Electro-Techno-Bass'n'Drum-Rock

So, the Pan-Dora (you gotta say it like Colonel Scarface from Avatar) found me this awesome band a while ago and I need to share it's Epic-ness with all y'all. That band is Pendulum. According to the Pan-Dora and the Wikipedia, they started out as a rock band and migrated to Bass-n-Drum Electro-Techno, and sorta weave back and forth. I like it. Plus, they're Australian and that adds +2 levels of Badass to anything, yeah?

The thing I most respect and adore about Pendulum is that their songs are actually distinct from each other. I can listen to any of their albums and not feel like I'm listening to an Hours-Long Single Track like with some other bands I could name but won't... (serious, not naming any.) I enjoy their Diversity of Sound, the combination of strong rhythm and well-written lyrics. They remind me, in a strange way, of Splashdown.

Splashdown is another great band, but they are no longer together. In a display of True Artist Badassery, however, Splashdown decided to make all their songs available for Free Download on their website. Thank them, go listen to their stuff.

I really can't recommend Pendulum strongly enough. It's great Rokking Out music, especially in the car. Not so great to sing along to, though, which is their greatest failing. Everyone's got some sorta Horrible Flaw, but theirs is only a Woeful Flaw (in that it creates Woe).

Oh, you want to know why else Pendulum is awesome? Because their music video for Watercolor uses Ferrofluids. What are Ferrofluids? Well, you remember the Bad Guy in Terminator 2? That's Ferrofluids. Except Ferrofluids are black, not silver, making them Moar Evily. Seriously. They're Insane. Watch this art exhibit video and shudder in Horror.

Where does Pendulum find themselves (shut up about my pluralization-grammar) on the Suspiciously Accurate Scale? They're right between Epic and Bad-Ass. If you could realistically sing along to more of their songs, they'd be Epic+, but since you really sorta can't.. Bad-Ass.5 is about what they average out to. Maybe an Epic-? Either way, they ROKK (see QC to understand the spelling there) and you need to Listen to Them. Right. Now.

Saturday, April 3, 2010

Clash of the Titans: How To Kill Fucking Krakens

Thousands of years ago, there were a bunch of Greeks who all sounded British, except for one who was not only Australian, but so Badass that he had a buzz-cut four thousand years before the first set of clippers was invented. A fisherman found Mr. Baby Badass floating in a coffin, adopted him, named him Perseus (Greek for Badass, I assume) and taught him the important things in life like Love, Happiness and Snappy One-Liners.
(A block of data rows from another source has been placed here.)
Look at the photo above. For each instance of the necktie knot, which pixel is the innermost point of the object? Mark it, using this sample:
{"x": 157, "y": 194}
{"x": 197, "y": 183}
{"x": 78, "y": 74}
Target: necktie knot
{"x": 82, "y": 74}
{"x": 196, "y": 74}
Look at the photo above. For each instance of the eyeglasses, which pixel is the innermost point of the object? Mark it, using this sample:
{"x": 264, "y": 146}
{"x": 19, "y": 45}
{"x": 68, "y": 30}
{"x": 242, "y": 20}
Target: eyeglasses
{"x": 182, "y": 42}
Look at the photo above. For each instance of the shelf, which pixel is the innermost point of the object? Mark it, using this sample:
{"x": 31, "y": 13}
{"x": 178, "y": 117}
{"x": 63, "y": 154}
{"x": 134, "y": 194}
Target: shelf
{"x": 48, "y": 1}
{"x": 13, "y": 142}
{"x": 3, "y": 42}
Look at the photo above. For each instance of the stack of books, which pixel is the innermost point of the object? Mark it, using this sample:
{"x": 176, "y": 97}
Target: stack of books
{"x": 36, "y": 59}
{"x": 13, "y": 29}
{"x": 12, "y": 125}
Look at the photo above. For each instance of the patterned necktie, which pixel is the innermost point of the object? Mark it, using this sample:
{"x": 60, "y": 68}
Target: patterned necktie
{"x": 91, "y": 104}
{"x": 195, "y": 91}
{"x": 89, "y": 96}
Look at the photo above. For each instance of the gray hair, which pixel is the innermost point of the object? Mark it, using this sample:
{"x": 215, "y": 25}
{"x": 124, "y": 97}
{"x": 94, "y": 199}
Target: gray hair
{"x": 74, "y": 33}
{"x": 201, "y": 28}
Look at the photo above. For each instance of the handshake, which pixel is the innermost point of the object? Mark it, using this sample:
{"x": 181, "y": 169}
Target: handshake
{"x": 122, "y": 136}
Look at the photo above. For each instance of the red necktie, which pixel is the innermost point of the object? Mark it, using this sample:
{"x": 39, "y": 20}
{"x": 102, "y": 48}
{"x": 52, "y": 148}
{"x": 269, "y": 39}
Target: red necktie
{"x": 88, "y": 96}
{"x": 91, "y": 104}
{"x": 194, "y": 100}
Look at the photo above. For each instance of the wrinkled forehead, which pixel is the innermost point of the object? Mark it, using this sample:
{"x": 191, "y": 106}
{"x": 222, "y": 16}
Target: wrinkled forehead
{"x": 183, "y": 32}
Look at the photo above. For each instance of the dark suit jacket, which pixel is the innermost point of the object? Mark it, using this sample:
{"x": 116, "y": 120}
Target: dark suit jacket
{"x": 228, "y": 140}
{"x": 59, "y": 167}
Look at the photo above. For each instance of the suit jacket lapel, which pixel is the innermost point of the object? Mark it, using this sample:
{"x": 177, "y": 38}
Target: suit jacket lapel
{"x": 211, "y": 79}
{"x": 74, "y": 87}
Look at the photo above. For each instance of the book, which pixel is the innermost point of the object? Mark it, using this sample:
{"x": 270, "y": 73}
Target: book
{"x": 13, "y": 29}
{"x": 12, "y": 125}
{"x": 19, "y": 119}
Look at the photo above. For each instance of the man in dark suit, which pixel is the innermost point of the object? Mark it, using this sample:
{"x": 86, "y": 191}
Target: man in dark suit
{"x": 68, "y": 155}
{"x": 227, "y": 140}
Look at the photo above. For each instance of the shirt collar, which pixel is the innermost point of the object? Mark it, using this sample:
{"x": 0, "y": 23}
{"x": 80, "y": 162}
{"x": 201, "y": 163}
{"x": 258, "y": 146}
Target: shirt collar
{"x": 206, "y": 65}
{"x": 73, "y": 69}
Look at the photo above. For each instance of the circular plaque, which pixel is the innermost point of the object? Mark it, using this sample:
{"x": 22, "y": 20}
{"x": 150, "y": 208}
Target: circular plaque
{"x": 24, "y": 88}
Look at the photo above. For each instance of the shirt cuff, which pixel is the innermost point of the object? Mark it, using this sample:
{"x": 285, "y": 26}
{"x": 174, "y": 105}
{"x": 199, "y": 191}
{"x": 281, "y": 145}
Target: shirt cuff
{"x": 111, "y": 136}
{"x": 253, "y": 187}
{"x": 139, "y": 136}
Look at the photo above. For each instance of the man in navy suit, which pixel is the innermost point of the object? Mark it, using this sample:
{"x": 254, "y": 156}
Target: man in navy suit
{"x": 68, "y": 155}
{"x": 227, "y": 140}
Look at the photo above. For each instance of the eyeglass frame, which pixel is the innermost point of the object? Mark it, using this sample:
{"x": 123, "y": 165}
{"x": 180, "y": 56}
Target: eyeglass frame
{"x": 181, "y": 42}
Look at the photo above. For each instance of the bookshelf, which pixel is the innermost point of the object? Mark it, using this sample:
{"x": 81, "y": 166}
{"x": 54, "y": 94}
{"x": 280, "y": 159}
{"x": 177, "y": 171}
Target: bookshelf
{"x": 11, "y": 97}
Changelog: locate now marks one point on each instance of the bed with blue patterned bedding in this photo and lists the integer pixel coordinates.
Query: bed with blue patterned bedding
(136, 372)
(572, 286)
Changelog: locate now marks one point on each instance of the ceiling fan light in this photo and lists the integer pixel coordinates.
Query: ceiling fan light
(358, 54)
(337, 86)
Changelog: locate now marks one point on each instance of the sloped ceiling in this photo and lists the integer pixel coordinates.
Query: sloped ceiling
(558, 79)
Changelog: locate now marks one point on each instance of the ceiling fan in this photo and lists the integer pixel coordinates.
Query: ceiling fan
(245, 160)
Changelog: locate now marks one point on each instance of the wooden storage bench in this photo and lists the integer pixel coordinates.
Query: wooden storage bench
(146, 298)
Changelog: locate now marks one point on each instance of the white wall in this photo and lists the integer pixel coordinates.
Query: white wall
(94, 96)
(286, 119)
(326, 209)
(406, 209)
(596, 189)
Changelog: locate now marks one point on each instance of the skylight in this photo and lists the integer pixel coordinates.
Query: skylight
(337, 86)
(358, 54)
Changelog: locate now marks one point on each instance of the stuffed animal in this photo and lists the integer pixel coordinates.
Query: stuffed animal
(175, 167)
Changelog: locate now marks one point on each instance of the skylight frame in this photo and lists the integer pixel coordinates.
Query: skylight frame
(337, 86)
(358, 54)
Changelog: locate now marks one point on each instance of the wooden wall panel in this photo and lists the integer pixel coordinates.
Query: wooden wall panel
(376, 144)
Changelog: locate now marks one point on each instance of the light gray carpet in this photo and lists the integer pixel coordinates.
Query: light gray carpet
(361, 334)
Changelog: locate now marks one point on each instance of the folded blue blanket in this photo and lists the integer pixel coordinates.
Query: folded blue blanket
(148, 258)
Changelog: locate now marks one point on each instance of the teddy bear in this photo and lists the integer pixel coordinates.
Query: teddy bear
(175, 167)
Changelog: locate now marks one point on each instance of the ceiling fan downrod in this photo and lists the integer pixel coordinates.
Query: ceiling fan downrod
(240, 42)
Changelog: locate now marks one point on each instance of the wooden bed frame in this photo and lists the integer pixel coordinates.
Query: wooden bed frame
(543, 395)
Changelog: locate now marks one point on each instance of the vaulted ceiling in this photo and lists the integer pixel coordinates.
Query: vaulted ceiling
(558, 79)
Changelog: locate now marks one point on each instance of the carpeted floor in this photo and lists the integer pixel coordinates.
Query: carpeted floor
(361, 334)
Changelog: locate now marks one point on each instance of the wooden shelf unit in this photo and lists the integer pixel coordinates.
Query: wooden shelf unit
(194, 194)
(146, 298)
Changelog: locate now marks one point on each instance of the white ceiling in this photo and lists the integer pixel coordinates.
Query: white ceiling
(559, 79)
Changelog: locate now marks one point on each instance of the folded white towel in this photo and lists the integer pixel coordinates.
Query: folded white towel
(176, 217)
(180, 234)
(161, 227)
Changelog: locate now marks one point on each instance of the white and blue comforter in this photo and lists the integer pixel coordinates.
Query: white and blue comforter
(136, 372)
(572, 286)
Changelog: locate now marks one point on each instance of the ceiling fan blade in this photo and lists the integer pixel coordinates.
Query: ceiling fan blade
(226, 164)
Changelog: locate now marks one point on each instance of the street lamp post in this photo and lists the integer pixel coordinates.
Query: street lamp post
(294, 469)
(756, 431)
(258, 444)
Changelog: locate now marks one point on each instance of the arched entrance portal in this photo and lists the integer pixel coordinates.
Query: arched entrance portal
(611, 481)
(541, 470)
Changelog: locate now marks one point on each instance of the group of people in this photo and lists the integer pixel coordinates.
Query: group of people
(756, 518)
Then some idiots throw a statue off a cliff and piss off a bunch of demonic bats who kill the soldiers before merging into the God of Death and Hellfire who fireballs the fishing boat out of random spite. Thus begins the Heroic Quest of Perseus to avenge his Family.

So he gets dragged along to a palace, meets a princess, finds out he has a guardian Warrior Chick who was cursed with Eternal Youth (man, don't you hate it when you get cursed with Eternal Youth? I do.) and decides to wander off to Kill The Fucking Kraken so that The God of Atmospheric Pollution will be vulnerable. No, we don't know WHY that will make the god vulnerable, it just will, okay? Don't question! You don't know!

To Kill The Fucking Kraken, Perseus has to go find some Witches (Fates) who tell him about Medusa and her Gaze of Petrification. So, he goes to kill her. Except that he's being chased by his biological mother's husband who was turned into a venomous crab-man or something when he was struck by Godly Lightning. Whatever. A walking tree shows up, saves Perseus from CrabMan Venom with Blue Fire and tames some giant scorpions so they can use them as replacement horses. Then they go kill Medusa, who laughs a lot and shoots arrows. Everyone dies and it's all really Quite Awesome.

After bidding a Manly Goodbye to his Not-Girlfriend the Cursed-With-Youth Chick (who told him to Calm His Storm because doing it with the mini-skirted son of a god famous for his sex mojo is not on top of her priority list...) because she got stabbed by CrabMan, Perseus mans up and goes to Kill The Fucking Kraken.

He kills it. The Kraken turns out to be what you'd get if a Giant Squid had babies with a Snapping Turtle and those alien bug-monsters from World of Warcraft. It dies Dramatically, the Princess (who had five lines) is saved, Perseus gets a Thank-You from his Daddy and seems remarkably chill about the whole Man Vs God thing now that he sorta-kinda laid the Partial Smack-Down upon Mr Hellfire.

And then Daddy brings Cursed-With-Youth Chick back to life because Zeus' son does NOT go off into the sunset without a babe on his arm.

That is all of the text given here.